I did a quick calculation, I would need to spend about $100 a year to cancel out my CO2 home emissions. Each star is getting about $400 worth. I have a hard time believing that Al Gore's (much less Tom Cruise's, or George Clooney, or Jenifer Aniston's) 100,000 reductions will bring him into the realm of the average American environmental footprint, and as I'm often reminded, little Javier wouldn't just stumble over that footprint, he'd fall in and wonder if the canyon had a name. If Gore can cancel out his global warming sins with a paper weight and a gift certificate for $400 bucks, my sins are hardly worth examining. To the average car owning, air conditioning enjoying American, watching Al Gore is like watching a physical trainer run five miles then light up a cigarette believing the two cancel one another out.
The truth is inconvenient, or at least it should be, and the truth is that Gore will do more harm than good for the environment. One study that would suggest as much appears In the book Freakonomic's. An Israeli daycare center, in order to encourage parents to pick up their children on time, began applying a $3 fine for those that were more than 10 minutes late. This was to be added on to their monthly bill of about $380. The result? The number of late pick-ups went from an average of 8 to an average of 20. Why? The daycare had substituted an economic incentive (a fine) for a moral incentive (the guilt parents felt when they arrived late to an empty room save one lonely kid, and an impatient daycare worker.) Interestingly though, when they did away with the useless fine, the damage had already been done. The daycare had sent the message to the parents that being late wasn't that big of a deal. So the number of late pick-ups remained high. Gore is also sending a powerful message, but, like the daycare, I'm not sure it is the one he intends.

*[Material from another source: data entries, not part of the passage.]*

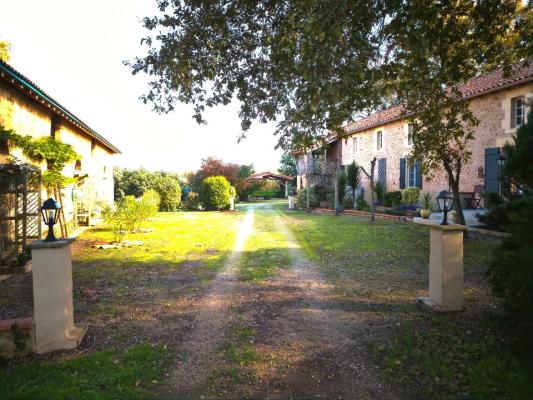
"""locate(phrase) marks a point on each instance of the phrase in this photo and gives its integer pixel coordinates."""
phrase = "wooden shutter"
(402, 173)
(418, 175)
(492, 173)
(382, 171)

Gore has recently come under criticism for his alarmist language by scientists who are climate change believers themselves. Their charge is that, An Inconvenient Truth overstates the case. In other words, Gore isn't being exactly truthful. So when beaches don't disappear, when the hurricane season isn't as bad, when tsunamis don't occur, when global warming doesn't turn out to be as bad as WWIII or the curable diseases that we know are ravaging developing nations right now, how will people react? Like the townspeople who'd heard "wolf" yelled one too many times.
Gore should be able to ride the wave of global warming fear for a while longer, but eventually to remain credible he will either need to sell his material possessions and move up to the top of a mountain, or come down off the pedestal where everyone is handing him golden statues. Meanwhile, avoiding a nonexistent apocalypse (at best) or largely unavoidable one (at worst) will have it's consequences, true believers who dismiss Gore's actions and simply listen to what he is saying will make decisions about where they spend their charitable giving, and following their leader's word, they will leave little Javier, who leaves the environmental footprint of a kangaroo rat, out in the cold. That is if they don't unwittingly decide to throw him under a bus.